Project 4 - File Systems
Out: Monday, November 25, 2002
Due: Wednesday, December 11, 2002
Updates
Assignment Goals
- To understand the problems that file system implementations must solve,
and the range of approaches that might be taken
- To practice design (in this case of file systems)
- To experience working in a "more sophisticated" environment:
complex software, a variety of tools, and teams of designers/programmers
- To gain further experience with concurrent software
Overview
The starting point for this assignment is a simplified file system, cse451fs,
the design of which imposes strict limits on both the number of files that can
be stored and the maximum size of any one file. In particular, no matter
how big a disk you might have, this file system can hold only about 8,000
distinct files, and no file can be larger than 13KB. These restrictions
result from the choice of on-disk data structures used to find files and the
data blocks of a given file, that is, the superblock and inode
representations.
Here are the major steps involved in this assignment:
- Find a new partner. You may work with your project 3 partner if you really
want to, but this is a good opportunity to get to know new people with
similar professional interests, so finding a new partner is recommended. Feel
free to send mail to the list for this. Alternatively, you can send mail to
Alex to be matched up with somebody at random. If you insist on working alone,
send Alex mail and we may be able to work something out, but you will end
up doing more work that way.
- Make sure that you, individually, understand the mechanical aspects of
"development environment" you'll be working in. These
include how to build the file system code, how to configure the raw disk
device provided by VMware to host your file system, and how to run and test
your file system. A description of these mechanical aspects is here.
It's perfectly okay, and laudable, to work as a team on this so that each
individual can get through this step with the least total effort.
- Design how you want to represent the file system on disk: what
the superblock looks like, the inodes look like, how you keep track of
free/allocated space, etc. (Those are
the minimal changes need to relax the size restrictions of the current
implementation, and are probably sufficient for anything you'll want to
do.)
There are many tradeoffs involved among factors such as maximum file size,
the number of files you can store, the amount of raw disk space (blocks)
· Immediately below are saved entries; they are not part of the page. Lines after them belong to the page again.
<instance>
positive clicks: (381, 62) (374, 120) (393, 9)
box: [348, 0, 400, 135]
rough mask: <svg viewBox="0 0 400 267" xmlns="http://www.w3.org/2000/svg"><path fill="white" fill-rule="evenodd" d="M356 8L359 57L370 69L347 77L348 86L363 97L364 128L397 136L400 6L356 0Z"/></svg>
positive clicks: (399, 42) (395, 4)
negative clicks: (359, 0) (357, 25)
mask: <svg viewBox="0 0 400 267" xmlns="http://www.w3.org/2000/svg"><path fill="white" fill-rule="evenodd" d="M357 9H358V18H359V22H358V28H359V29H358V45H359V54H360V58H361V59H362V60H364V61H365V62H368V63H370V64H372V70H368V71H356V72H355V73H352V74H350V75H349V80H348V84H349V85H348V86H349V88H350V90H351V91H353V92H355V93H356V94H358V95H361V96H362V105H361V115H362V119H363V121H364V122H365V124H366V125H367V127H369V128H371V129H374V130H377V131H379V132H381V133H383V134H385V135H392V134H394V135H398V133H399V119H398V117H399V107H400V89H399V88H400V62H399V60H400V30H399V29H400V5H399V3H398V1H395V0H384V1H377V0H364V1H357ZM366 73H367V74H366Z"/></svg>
spent on management data structures (and so not available to hold file
data), efficiency (say as measured by the number of disk IOs needed to
access the first byte of a file, or the number required to access just the Nth
byte, or all bytes). An ideal (but unachievable) design would:
- Be able to store a single file that was as big as the raw disk capacity, no matter how big the disk.
- Be able to store as many distinct files as there are blocks on the physical device.
- Be able to access the Nth byte of the file in one IO operation.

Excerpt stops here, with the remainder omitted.